Midway through my senior year, the rumor got around the hallways of Fort Dodge Senior High that I wasn’t going to go out for baseball the next spring. Coach Ed McNeil was disappointed, and had a word with me.

Now, by no means was I going to be a key part of that 1975 team. They had returning all-conference infielders at shortstop and second base, and the guy ahead of me at my natural position, third base, was a much better power hitter and certainly as adept in the field. We were good friends.

I had no illusions that I was better than any of those guys, nor did I have an overbearing parent trying to make that case to the coach, fortunately. (I honestly think I liked it better that my parents didn’t know much about sports, because I never had to worry about what they would yell from the stands.)

My view at the time, without the benefit of maturity and perspective gained in adulthood, was that I would be better off working full-time in the summer before starting college, than to devote all of that time toward a sport in which I was relegated to part-time duty, and too old for JV games.

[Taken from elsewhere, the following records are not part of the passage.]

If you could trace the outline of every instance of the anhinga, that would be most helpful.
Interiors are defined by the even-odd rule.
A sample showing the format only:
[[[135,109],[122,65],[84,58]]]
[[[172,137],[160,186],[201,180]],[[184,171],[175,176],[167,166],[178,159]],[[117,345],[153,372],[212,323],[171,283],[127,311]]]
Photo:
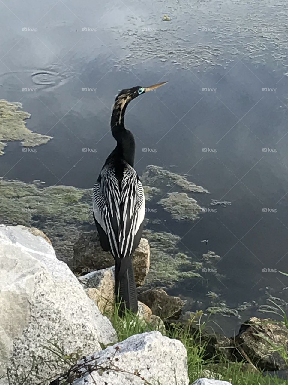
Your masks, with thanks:
[[[102,248],[115,260],[115,293],[121,315],[125,308],[134,313],[138,310],[132,257],[140,241],[145,212],[143,186],[133,168],[134,137],[125,128],[124,117],[131,100],[167,82],[122,90],[116,97],[111,129],[117,144],[94,186],[94,219]]]

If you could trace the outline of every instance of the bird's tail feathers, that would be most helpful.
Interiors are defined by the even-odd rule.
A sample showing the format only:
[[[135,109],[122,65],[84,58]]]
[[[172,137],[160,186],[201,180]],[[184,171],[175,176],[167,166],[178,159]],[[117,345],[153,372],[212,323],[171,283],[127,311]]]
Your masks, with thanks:
[[[126,309],[137,313],[137,292],[132,256],[116,259],[115,294],[118,299],[120,315],[124,315]]]

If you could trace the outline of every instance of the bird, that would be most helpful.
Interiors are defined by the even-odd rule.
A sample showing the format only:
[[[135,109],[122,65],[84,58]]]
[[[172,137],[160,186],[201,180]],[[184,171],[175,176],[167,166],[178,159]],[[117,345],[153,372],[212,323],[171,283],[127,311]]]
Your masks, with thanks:
[[[132,100],[167,82],[123,89],[117,95],[111,120],[117,144],[93,188],[93,211],[101,246],[115,259],[115,295],[121,316],[126,309],[138,311],[132,256],[141,239],[145,213],[143,186],[134,169],[135,140],[125,127],[125,111]]]

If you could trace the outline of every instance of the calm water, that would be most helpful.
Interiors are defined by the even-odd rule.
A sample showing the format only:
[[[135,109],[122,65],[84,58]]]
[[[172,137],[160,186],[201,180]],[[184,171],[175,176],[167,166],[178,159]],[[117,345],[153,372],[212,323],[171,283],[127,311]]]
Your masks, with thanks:
[[[287,6],[193,3],[0,3],[0,98],[20,101],[31,114],[28,127],[54,137],[36,154],[9,144],[0,175],[91,187],[114,146],[109,121],[118,90],[169,80],[128,109],[137,171],[152,164],[187,173],[211,192],[197,196],[204,206],[211,199],[232,204],[195,226],[159,211],[168,220],[157,229],[184,236],[183,249],[195,260],[208,249],[222,257],[217,268],[226,278],[212,280],[210,289],[229,306],[258,301],[266,287],[285,298],[288,280],[262,269],[288,271]],[[162,21],[164,14],[171,21]],[[196,282],[171,292],[193,310],[207,291]],[[239,322],[222,325],[229,333]]]

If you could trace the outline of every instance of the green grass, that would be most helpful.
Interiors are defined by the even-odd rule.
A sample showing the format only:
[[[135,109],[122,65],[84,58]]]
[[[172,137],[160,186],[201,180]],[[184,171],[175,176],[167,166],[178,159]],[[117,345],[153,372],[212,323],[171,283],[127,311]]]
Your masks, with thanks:
[[[282,379],[263,376],[247,362],[232,362],[224,357],[220,360],[213,358],[205,360],[206,343],[201,341],[205,324],[205,323],[201,323],[201,316],[199,312],[186,326],[174,325],[166,332],[167,336],[180,340],[186,348],[190,384],[201,377],[228,381],[233,385],[284,385],[287,383]],[[110,315],[109,318],[117,332],[119,341],[134,334],[157,329],[156,327],[139,320],[137,316],[128,311],[121,318],[116,309],[114,315],[112,316]],[[199,326],[199,331],[196,334],[191,333],[192,325]]]

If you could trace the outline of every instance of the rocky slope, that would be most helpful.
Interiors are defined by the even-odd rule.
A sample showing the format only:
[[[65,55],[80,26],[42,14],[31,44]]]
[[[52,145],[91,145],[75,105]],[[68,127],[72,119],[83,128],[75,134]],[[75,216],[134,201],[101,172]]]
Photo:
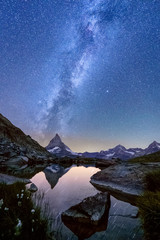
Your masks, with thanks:
[[[160,151],[160,143],[154,141],[147,148],[125,148],[122,145],[117,145],[114,148],[111,148],[106,151],[89,153],[82,153],[82,157],[90,157],[90,158],[99,158],[99,159],[113,159],[119,158],[121,160],[129,160],[135,157],[148,155],[151,153],[155,153]]]
[[[19,165],[54,157],[30,136],[0,114],[0,163]]]
[[[68,146],[66,146],[62,142],[62,140],[58,134],[56,134],[55,137],[49,142],[49,144],[46,146],[46,149],[50,153],[56,154],[59,157],[78,156],[78,153],[73,152]]]
[[[76,153],[73,152],[68,146],[66,146],[58,134],[50,141],[46,149],[59,157],[81,157],[81,158],[95,158],[95,159],[121,159],[129,160],[135,157],[148,155],[160,151],[160,143],[154,141],[147,148],[125,148],[122,145],[117,145],[114,148],[100,152],[84,152]]]

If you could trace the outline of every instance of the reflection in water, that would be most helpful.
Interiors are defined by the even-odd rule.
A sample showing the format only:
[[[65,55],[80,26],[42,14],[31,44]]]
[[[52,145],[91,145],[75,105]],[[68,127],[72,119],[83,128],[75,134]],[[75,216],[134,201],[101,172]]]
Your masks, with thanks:
[[[77,207],[78,206],[76,205],[72,208],[76,209]],[[107,229],[109,208],[110,195],[107,197],[105,212],[98,224],[95,225],[93,222],[84,223],[81,219],[79,219],[80,221],[77,222],[76,219],[66,215],[62,215],[62,221],[78,237],[79,240],[84,240],[91,237],[96,232],[102,232]]]
[[[67,173],[69,169],[70,168],[65,169],[64,167],[59,166],[58,164],[54,164],[43,170],[47,181],[51,185],[51,189],[54,188],[59,178],[62,177],[65,173]]]
[[[111,197],[109,218],[97,227],[69,223],[61,220],[61,213],[80,203],[84,198],[97,194],[90,184],[90,177],[100,169],[72,165],[69,169],[53,165],[36,174],[31,181],[45,192],[45,199],[53,213],[53,231],[57,240],[141,240],[139,219],[133,218],[137,208]],[[107,227],[108,221],[108,227]],[[107,230],[106,230],[107,228]]]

Here’s the part I didn’t give enough thought to at the time. When you think about all of the time you gave to the sport in youth leagues, weekend tournaments, high school afternoon practices after a full day of farm work, and then you just drop it before your senior year?

I missed the camaraderie of the bus trips to Waterloo and Mason City. And getting those McDonald’s burgers delivered to the dingy Dodger Stadium dressing room after games. The little things.

The one moment you should have the chance to experience is senior day, standing in front of the home crowd with your parents, feeling the warmth of the applause and their appreciation for your dedication to that sport, and the school.

I didn’t get to experience that moment. I thought making a few bucks and having my summer nights free was more important.

Now, 43 years later, I’m still kicking myself for making that decision.

So, when the Panther senior football players and cheerleaders are introduced Friday night, I will give them my attention with a sincere gesture of appreciation. They stayed with it, and they won’t regret it.